A NONLINEAR REGRESSION MODEL FOR EARLY LOC ESTIMATION OF OPEN-SOURCE KOTLIN-BASED APPLICATIONS

Authors

  • S. B. Prykhodko Admiral Makarov National University of Shipbuilding, Mykolaiv, Ukraine , Ukraine
  • N. V. Prykhodko Admiral Makarov National University of Shipbuilding, Mykolaiv, Ukraine, Ukraine
  • A. V. Koltsov Admiral Makarov National University of Shipbuilding, Mykolaiv, Ukraine , Ukraine

DOI:

https://doi.org/10.15588/1607-3274-2024-1-8

Keywords:

estimation, lines of code, open-source app, Kotlin, nonlinear regression model, Box-Cox transformation, class, weighted methods per class, depth of inheritance tree

Abstract

Context. The early lines of code (LOC) estimation in software projects holds significant importance, as it directly influences the prediction of development effort, covering a spectrum of different programming languages, and open-source Kotlin-based applications in particular. The object of the study is the process of early LOC estimation of open-source Kotlin-based apps. The subject of the study is the nonlinear regression models for early LOC estimation of open-source Kotlin-based apps.

Objective. The goal of the work is to build the nonlinear regression model with three predictors for early LOC estimation of open-source Kotlin-based apps based on the Box-Cox four-variate normalizing transformation to increase the confidence in early LOC estimation of these apps.

Method. For early LOC estimation in open-source Kotlin-based apps, the model, confidence, and prediction intervals of nonlinear regression were constructed using the Box-Cox four-variate normalizing transformation and specialized techniques. These techniques, relying on multiple nonlinear regression analyses incorporating multivariate normalizing transformations, account for the dependencies between variables in non-Gaussian data scenarios. As a result, this method tends to reduce the mean magnitude of relative error (MMRE) and narrow confidence and prediction intervals compared to models utilizing univariate normalizing transformations.

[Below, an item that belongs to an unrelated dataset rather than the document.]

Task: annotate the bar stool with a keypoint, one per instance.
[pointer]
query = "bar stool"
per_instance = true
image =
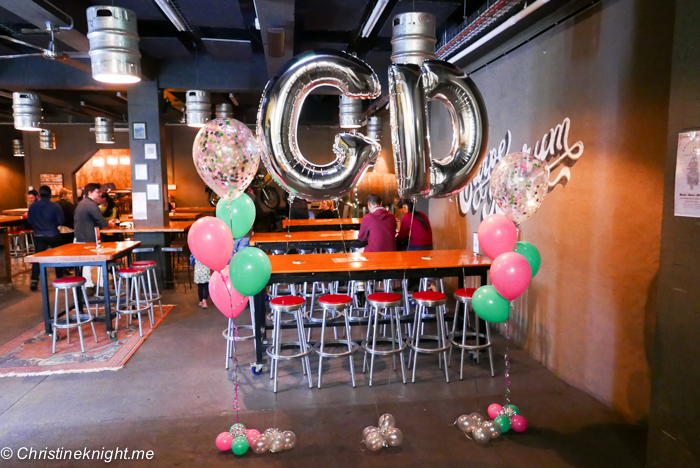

Results. An analysis has been carried out to compare the constructed model with nonlinear regression models employing decimal logarithm and Box-Cox univariate transformation.

Conclusions. The nonlinear regression model with three predictors for early LOC estimation of open-source Kotlin-based apps is constructed using the Box-Cox four-variate transformation. Compared to the other nonlinear regression models, this model demonstrates a larger multiple coefficient of determination, a smaller value of the MMRE, and narrower confidence and prediction intervals. The prospects for further research may include the application of other data sets to construct the nonlinear regression model for early LOC estimation of open-source Kotlin-based apps for other restrictions on predictors.

Author Biographies

S. B. Prykhodko, Admiral Makarov National University of Shipbuilding, Mykolaiv, Ukraine

Dr. Sc., Professor, Head of the Department of Software for Automated Systems

N. V. Prykhodko, Admiral Makarov National University of Shipbuilding, Mykolaiv, Ukraine

PhD, Associate Professor, Associate Professor of the Finance Department

A. V. Koltsov, Admiral Makarov National University of Shipbuilding, Mykolaiv, Ukraine

Post-graduate student of the Department of Software for Automated Systems

References

Ponnala R., Reddy C. R. K. Object Oriented Dynamic Metrics in Software Development: A Literature Review, International Journal of Applied Engineering Research, 2019, Vol. 14, No. 22, pp. 4161–4172.

Boehm B. W., Abts C., Brown A. W. et al. Software cost estimation with COCOMO II. Upper Saddle River, NJ: Prentice Hall PTR, 2000, 506 p.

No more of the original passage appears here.